Scalarization transformation #2499

Open LonelyCat124 opened 9 months ago

LonelyCat124 commented 9 months ago

In parts of the physics codes for LFRiC we come across loop patterns such as this:

do i = ...
  do l = ...
    temp_in(l) = array(l,i) * array2(l,i)
  end do
  call exp_v(n, temp, temp_in)
  do l = ...
   !do some based on temp(l)
  end do
end do

Once we inline and fuse this loop structure, we get loops like this:

do i = ...
  do l = ...
    temp_in(l) = array(l,i) * array2(l,i)
    temp(l) = exp(temp_in(l))
   !do some based on temp(l)
  end do
end do

For cases such as this, temp_in and temp can be scalarised providing that nothing outside the loop depends on their values (which would already be a strange implementation choice, since it would only be for the final value of i). This would help us remove some false dependencies, as there is a write-write dependency on temp(l) if we use collapse on this loop, however these are not necessary since temp can just be a local scalar instead.

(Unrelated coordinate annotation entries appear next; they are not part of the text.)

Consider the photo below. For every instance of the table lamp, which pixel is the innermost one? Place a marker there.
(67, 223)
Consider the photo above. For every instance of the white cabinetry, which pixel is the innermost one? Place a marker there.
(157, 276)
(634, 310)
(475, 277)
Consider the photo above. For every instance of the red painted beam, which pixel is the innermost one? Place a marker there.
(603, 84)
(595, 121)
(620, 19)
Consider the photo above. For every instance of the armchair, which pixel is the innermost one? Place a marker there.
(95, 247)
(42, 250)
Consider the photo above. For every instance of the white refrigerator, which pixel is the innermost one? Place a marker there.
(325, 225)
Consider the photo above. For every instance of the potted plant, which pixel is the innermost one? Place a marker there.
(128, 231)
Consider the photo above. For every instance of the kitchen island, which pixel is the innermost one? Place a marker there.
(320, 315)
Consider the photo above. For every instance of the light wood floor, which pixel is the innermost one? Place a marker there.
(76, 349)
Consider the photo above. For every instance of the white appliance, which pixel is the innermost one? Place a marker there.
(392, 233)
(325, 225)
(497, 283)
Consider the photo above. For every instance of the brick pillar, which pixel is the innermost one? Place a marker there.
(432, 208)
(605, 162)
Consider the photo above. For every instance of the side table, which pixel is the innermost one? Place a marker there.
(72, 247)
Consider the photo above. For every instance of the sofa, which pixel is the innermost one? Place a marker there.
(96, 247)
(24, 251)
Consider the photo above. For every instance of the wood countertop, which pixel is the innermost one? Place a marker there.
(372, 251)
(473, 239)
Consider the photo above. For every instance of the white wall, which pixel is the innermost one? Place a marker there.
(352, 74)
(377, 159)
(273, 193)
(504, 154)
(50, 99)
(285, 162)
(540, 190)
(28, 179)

The goal of this transformation would be to take code like the above (post all the other inline and loop fusion transformations) and generate:

do i = ...
  do l = ...
   temp_in_scalar = array(l,i) * arary2(l,i)
   temp_scalar = exp(temp_in_scalar)
   !do something based on temp_scalar
  end do
end do

At this point, we can apply target + loop with collapse which will lead to less kernel launches and synchronization, and probably better performance on GPU.

LonelyCat124 commented 6 months ago

First step - on Reference: Find next (and previous?) Reference to this symbol.

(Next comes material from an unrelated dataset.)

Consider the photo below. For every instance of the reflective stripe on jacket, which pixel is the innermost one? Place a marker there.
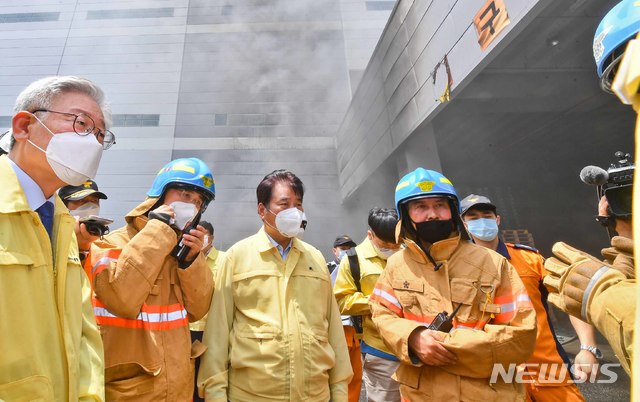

hiker commented 6 months ago

First step - on Reference: Find next (and previous?) Reference to this symbol.

The VariableAccess information already contains all accesses in order.

LonelyCat124 commented 6 months ago

First step - on Reference: Find next (and previous?) Reference to this symbol.

The VariableAccess information already contains all accesses in order.

Yeah - the plan is to use that data with this transformation.

LonelyCat124 commented 6 months ago

@hiker I'm a bit confused about how to use the VariablesAccessInfo - is there a linkage between VariablesAccessInfo and the node for a given read/write access? E.g. For a given routine if I wanted to find (in order) all the accesses/dependencies on a given symbol (slash signature) can I do that with the VariablesAccessInfo? I can find the sequence of reads/writes but if I wanted to refer back to the relevant Reference is that currently possible?

Ah I guess its .node in AccesInfo?

hiker commented 6 months ago

@hiker I'm a bit confused about how to use the VariablesAccessInfo - is there a linkage between VariablesAccessInfo and the node for a given read/write access? E.g. For a given routine if I wanted to find (in order) all the accesses/dependencies on a given symbol (slash signature) can I do that with the VariablesAccessInfo? I can find the sequence of reads/writes but if I wanted to refer back to the relevant Reference is that currently possible?

Ah I guess its .node in AccesInfo?

Yes :) I saw the comments in the wrong order, and commented elsewhere :)

LonelyCat124 commented 6 months ago

@sergisiso If the next access to an array reference (that is otherwise a potential target for scalarization) - if its contained within an IfBlock that isn't also an ancestor of the Loop I'm "scalarizing" I will just ignore it rather than dealing with the if condition - unless you think we should specifically try to handle if blocks here?

LonelyCat124 commented 6 months ago

Also I realise that I probably need to be careful with next_access, since I think next_access for something like:

a(i) = a(i) + 1

will point to the LHS of the assignment, so I should also check the RHS of the assignment in this case for scalarization.